Public Health
Coalition resists fairer funding split
The COVID-19 pandemic may be a once-in-a-century global emergency, but it has exposed longstanding problems and inequities in Australia’s public health system.
The Morrison government is resisting growing calls to reform the way public health care is funded in Australia.
State governments, public hospitals, and nurses’ and doctors’ unions all say reform is needed to withstand pressure placed on the health system by the COVID-19 pandemic and fix underlying weaknesses.
As the Australian Nursing and Midwifery Federation (ANMF) says, many pandemic-related problems are the result of “longstanding issues that prevent safe, appropriate, effective and affordable care for all Australians.”
The states and territories have called on the federal government to abandon a 6.5 per cent cap on the growth in health funding, which has been blamed for eroding the viability of the hospital system.
They also want total health costs, including those incurred as a result of the pandemic, split 50-50 between the states and Commonwealth.
Under the current arrangement, the federal government contributes only 45 per cent of hospital funding.
Victorian Health Minister Martin Foley has called the current funding arrangement unfair and unsustainable.
Meanwhile, a spokesperson for Federal Health Minister Greg Hunt effectively conceded that hospitals are indeed underfunded.
He said, “There is nothing stopping the states and territories matching the Australian Government’s investment in public hospitals and if they did, hospitals would be adequately funded.”
NURSES AND MIDWIVES’ VIEW
The ANMF says the federal government must commit to a permanent 50-50 funding split as part of a commitment to deliver a “high-quality, well-funded and sustainable health and maternity care system.”
The ANMF agrees the 6.5 per cent cap on funding growth should be scrapped “so funding can meet community health needs based on realities on the ground.”
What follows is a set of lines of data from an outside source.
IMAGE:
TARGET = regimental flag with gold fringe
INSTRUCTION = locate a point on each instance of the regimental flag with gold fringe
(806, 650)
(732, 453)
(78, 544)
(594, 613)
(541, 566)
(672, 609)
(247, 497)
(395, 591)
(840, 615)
At the same time, the ANMF wants states and territories to reinvest the 5 per cent of ‘freed-up’ funds to improve performance and capacity.
That view is shared by the Australian Medical Association (AMA), which represents doctors.
AMA president Omar Khorshid strongly supported the push for a 50-50 share of hospital costs, but stressed an increase in federal funding should not allow the states to pay less into the system.
“The reality is health care is more expensive because of COVID; that includes things like PPE and testing, and we are likely to be living with these costs for years,” he said.
“And then there is the cost of deferred care, the diagnostics, the surgeries that happen later. There’s an additional cost if cancer is detected and treated later, for example.”
In a federal election statement, the Australian Healthcare and Hospitals Association (AHHA) also called for funding reform.
The AHHA is the national peak body for public and not-for-profit hospitals, primary health networks, and community and primary healthcare services.
“Expectations of reverting to ‘business as usual’ are unrealistic if health outcome and inequities are to be improved,” the AHHA said.
Increased funding needed to fix a broken system
Health experts, including the ANMF, are calling on the federal government to:
Abandon a 6.5% cap on the growth of health funding so resources can meet community health needs based on realities on the ground.
Commit to a 50-50 funding split between states and the commonwealth to deliver a high-quality, and sustainable health and maternity care system.
Where the parties stand on public health FUNDING
Coalition
The Coalition says it is providing record levels of funding for hospitals, medicines and Medicare.
It also says it has “taken steps to make private health insurance simpler and more affordable.”
Despite bungling its response to the pandemic, including failing to secure enough vaccines and test kits, the Coalition describes its response to COVID-19 as “world leading”.
Labor
Leader Anthony Albanese says:
Labor “will always be better” on health than the Coalition, and promises a “strong, properly funded public health system, with Medicare as its backbone” (The ALP had not released detailed health policies when The Lamp went to print).
In January, Albanese said health workers “are paying the price for some of the most serious public policy failures our country has seen. They are overworked. They are exhausted.
He said Australians “owe it to them (health workers) to study what the pandemic has revealed about the vulnerabilities of our public health system – and strengthen it for the future.”
The Greens
- legislate equal funding of hospitals between the Commonwealth and states to put an extra $8 billion into public health
- cancel the private health insurance rebate and put the saved $7 billion into the public system
- get more tax from big companies and billionaires to expand Medicare to include free dental and mental health care
- boost primary health care and preventive measures such as health promotion, disease prevention, risk reduction and early intervention, in order to manage chronic disease, reduce ill-health and reduce avoidable hospital admissions.